Dakwaan yang diajukan JPU di sidang Tipikor ini pun jelas, soal suap menyuap dan soal menghalangi penyidikan. Jelasnya Hasto didakwa memberikan suap sebesar 57.350 dolar Singapura (sekitar 600 juta rupiah) kepada anggota KPU Wahyu Setiawan pada rentang tahun 2017 sampai 2022. Awalnya Wahyu Setiawan minta 1 miliar rupiah.

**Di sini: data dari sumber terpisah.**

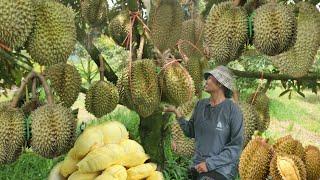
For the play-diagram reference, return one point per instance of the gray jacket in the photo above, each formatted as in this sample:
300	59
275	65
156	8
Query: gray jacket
218	132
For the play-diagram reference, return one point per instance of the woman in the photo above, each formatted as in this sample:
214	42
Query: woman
217	126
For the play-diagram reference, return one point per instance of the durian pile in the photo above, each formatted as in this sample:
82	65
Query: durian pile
105	152
285	159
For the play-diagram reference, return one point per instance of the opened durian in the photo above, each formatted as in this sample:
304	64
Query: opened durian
94	11
53	130
255	159
16	19
176	84
66	81
312	162
274	28
101	98
299	59
54	33
165	22
140	91
12	133
225	32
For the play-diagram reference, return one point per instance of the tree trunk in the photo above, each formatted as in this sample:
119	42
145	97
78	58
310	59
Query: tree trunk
153	133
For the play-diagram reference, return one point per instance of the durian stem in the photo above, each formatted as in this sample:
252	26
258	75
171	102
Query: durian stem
140	51
20	91
46	88
101	68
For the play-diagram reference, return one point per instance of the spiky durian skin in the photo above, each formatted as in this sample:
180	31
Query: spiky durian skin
165	22
12	133
225	32
255	160
312	162
274	28
290	146
298	60
54	33
251	120
140	91
101	98
16	19
192	36
261	103
176	84
66	81
94	11
297	164
53	130
119	27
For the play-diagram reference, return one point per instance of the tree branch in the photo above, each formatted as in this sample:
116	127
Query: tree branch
270	76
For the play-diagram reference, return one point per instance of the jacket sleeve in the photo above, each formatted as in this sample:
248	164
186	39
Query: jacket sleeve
188	126
232	151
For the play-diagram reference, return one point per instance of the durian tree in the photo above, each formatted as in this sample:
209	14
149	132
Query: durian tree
169	43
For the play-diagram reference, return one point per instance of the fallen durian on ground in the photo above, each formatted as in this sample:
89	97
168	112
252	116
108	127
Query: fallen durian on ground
225	32
66	81
12	133
16	19
105	152
54	34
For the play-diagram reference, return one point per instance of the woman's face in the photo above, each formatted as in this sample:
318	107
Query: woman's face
211	85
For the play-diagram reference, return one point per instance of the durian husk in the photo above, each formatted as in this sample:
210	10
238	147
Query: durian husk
140	91
312	162
53	130
54	34
255	160
12	133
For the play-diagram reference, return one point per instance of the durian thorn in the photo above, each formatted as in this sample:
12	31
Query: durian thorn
46	88
3	46
101	67
18	94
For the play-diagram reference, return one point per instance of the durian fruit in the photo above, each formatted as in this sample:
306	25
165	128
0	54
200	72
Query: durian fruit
101	98
165	23
12	133
274	28
261	103
298	60
16	19
225	32
66	81
290	146
53	130
54	33
119	27
193	32
251	120
287	167
196	70
140	91
312	162
176	84
94	12
255	160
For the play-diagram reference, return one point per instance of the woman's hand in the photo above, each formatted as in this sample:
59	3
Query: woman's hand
202	167
173	109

Suap ini dengan maksud supaya Wahyu mengupayakan pergantian antar waktu (PAW) anggota DPR Dapil Sumsel 1 dari Riezky Aprilia ke Harun Masiku. Dalam melaksanakan upaya suap menyuap ini dalam dakwaan Jaksa KPK mengungkapkan Hasto bekerja sama dengan Donny Tri Istiqomah, Saeful Bahri, dan Harun Masiku.
Soal menghalangi penyidikan, dikatakan bahwa Hasto didakwa telah memerintahkan perusakan barang bukti, termasuk merendam ponsel milik Harun Masiku. Ada insiden di PTIK yang dramatis itu. Pokoknya seru dan menegangkan.
Kasus ini bermula dari wafatnya Nazarudin Kiemas sebelum Pemilu 2019. KPU lalu menetapkan Riezky Aprilia sebagai pengganti karena meraih suara terbanyak setelah Nazaruddin Kiemas. Namun, Hasto meminta agar suara Nazarudin dialihkan ke Harun Masiku, namun KPU menolak karena bertentangan dengan ketentuan.
Harun akhirnya kabur, dan masuk Daftar Pencarian Orang (DPO) dari KPK sejak 17 Januari 2020 dan belum tertangkap sampai sekarang. Berbagai peristiwa melanda KPK, gonjang-ganjing terus, Tes Wawasan Kebangsaan (TWK), kepemimpinan Firli Bahuri yang memihak kepentingan PDIP untuk mengubur kasus ini.
Sampai ke pelemahan KPK setelah inisiatif perubahan Undang-Undang dari DPR yang oleh Hasto malah dituduhkah ke Presiden Jokowi sebagai biang kerok. Upaya pebohongan publik yang sangat bodoh dari seorang sekjen parpol.